Measuring with an anemometer is always extremely sensitive to exact placement and positioning, much like a dB meter is. This is just a quick spot-check. We position the anemometer along a vertical support to keep its horizontal distance from the cooler the same, about 1.25” back from the pump-res, then took spot measurements and averaged them for each location. We measured airflow in the center of the cooler as highest, averaging about 441 linear feet per minute through the radiator at the distance measured. This was at 100% speed. Biased toward the top of the cooler, opposite the pump-res mount, we measured about 418 LPM. Biased toward the bottom, directly behind the bottom fan and pump-res mount, we measured a sharp drop to about 357 LPM, or a reduction of about 14.6% -- conveniently about the same as our radiator area coverage by the pump-res combo. Measuring directly behind the reservoir, which isn’t flush with the cooler and allows some air to get around it, we spotted LPM at about 70, clearly obstructed.
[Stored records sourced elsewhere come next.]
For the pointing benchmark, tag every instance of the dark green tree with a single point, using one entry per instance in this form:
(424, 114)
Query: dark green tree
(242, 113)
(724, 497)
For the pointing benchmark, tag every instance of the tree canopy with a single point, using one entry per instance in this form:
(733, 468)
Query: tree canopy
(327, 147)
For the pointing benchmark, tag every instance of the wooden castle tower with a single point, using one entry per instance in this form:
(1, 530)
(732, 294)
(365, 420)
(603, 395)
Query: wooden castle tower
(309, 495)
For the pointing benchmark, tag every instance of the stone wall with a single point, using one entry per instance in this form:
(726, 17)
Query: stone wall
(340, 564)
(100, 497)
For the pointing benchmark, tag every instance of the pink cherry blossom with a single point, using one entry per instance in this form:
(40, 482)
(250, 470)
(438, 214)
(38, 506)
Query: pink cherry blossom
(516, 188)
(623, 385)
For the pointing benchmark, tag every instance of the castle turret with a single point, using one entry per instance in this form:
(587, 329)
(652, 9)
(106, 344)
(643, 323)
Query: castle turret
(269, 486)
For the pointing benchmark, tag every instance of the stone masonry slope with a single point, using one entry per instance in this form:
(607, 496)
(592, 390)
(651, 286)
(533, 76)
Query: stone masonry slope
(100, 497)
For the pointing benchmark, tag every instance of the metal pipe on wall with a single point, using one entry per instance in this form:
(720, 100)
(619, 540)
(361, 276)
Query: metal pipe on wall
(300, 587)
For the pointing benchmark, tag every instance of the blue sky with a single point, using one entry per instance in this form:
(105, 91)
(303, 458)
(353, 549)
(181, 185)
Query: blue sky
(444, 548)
Swiftech H360X3 Benchmark: Max Fan Speeds
If you’re the type who only cares about maximum fan speed, noise be damned, here’s the chart for that. The Swiftech H360 unit, totally maxed-out, only slightly climbs in RPM and ends up within error of its previous noise-normalized result. The result places Swiftech at around the H100iV2 with its fan speeds maxed-out, which manages a higher noise level than Swiftech, and similar to the X72 with 100% fan speeds and a silent pump.
Swiftech H360X3 Benchmark: Noise Levels
Looking at noise levels, maximum fan speed on the Swiftech cooler results in roughly a 41.6dBA reading in our standardized test bench. That’s why the cooler doesn’t chart-top for the max fan speeds listing – it’s just not focused on raw throughput, unlike EVGA’s CLC 360 and its 60.4dBA of jet engine intake when maxed. The H100iV2 at 2500RPM, referencing the previous comparison, ranks at 53.9dBA. Although the two were matched in flat-out fan speed testing, the H100iV2 ends up more than 2x louder in perceivable noise to the human ear – and again, we’re not talking acoustic power, but perceptible noise.
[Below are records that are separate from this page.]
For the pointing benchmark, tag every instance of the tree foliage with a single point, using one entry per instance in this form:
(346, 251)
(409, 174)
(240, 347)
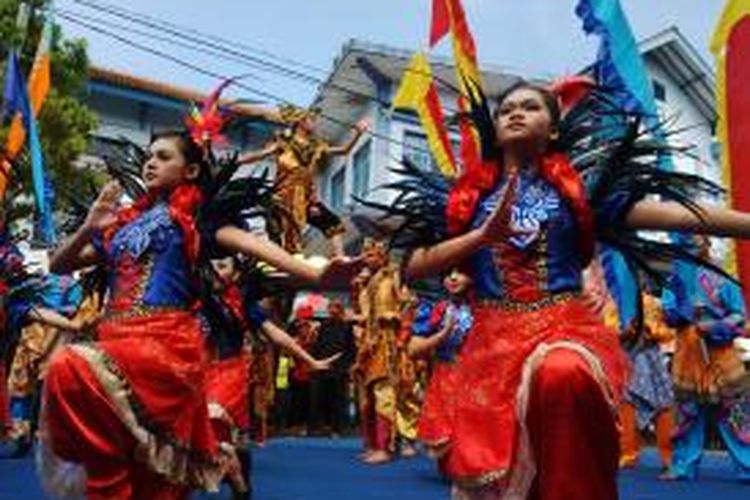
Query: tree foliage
(65, 122)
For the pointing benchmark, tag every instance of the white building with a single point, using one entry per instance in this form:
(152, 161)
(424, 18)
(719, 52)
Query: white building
(365, 77)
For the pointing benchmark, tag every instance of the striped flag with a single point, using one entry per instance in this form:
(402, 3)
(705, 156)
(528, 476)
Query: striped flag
(418, 92)
(730, 46)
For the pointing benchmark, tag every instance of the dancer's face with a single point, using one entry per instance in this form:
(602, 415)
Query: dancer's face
(457, 283)
(524, 120)
(166, 167)
(225, 269)
(375, 258)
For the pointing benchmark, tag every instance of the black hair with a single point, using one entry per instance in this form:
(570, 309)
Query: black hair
(191, 151)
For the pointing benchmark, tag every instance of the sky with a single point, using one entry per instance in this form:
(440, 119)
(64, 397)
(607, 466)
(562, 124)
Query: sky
(533, 38)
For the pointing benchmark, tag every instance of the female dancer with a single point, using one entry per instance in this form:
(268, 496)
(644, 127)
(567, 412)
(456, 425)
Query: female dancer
(130, 407)
(543, 374)
(229, 379)
(442, 330)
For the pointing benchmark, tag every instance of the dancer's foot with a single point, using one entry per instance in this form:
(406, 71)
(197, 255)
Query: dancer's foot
(408, 450)
(377, 457)
(22, 447)
(670, 475)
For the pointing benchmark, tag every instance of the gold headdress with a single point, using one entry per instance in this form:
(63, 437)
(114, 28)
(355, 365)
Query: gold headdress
(291, 114)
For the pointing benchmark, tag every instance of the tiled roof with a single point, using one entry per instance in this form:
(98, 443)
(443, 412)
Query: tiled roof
(121, 79)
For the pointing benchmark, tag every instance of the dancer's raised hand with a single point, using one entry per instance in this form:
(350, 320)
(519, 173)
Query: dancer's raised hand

Our biggest concern with the H360X3 is whether it’ll gunk-up with age. We won’t know until it’s been around for longer than the average review cycle, unfortunately, so it’s tough to say if (or how quickly) this will gunk-up. Most colorful coolants do inevitably fill the blocks with fall-out from the coloration, so we’d like to see Swiftech perhaps move toward a simple distilled water baseline, with the users given the option of adding their own color later.
As far as performance, it’s about equal with the other 360mm closed-loop liquid coolers when noise-normalized. The fans aren’t particularly impressive, but aren’t bad. We think that Swiftech could improve on the fan/RGB implementation, as the current one becomes overwhelming for cable management.
Thermally, the cooler is fine. Swiftech gets huge points for its consumer-focused support policies, something that larger competitors have lost to the annuls of time. The bigger cooler manufacturers are more focused on getting customers in-and-out of the ticketing system, not actually fixing the problems, and that’s something we often see resolved with the smaller companies who still have owners close to the customer. There aren’t as many layers of separation between the top of Swiftech and the customer. We don’t see any particularly compelling argument from purely a thermal standpoint to buy the H360X3, but the customer support angle is valuable. It’s also expandable into what can become “baby’s first open loop,” if desirable, so that’s also valuable.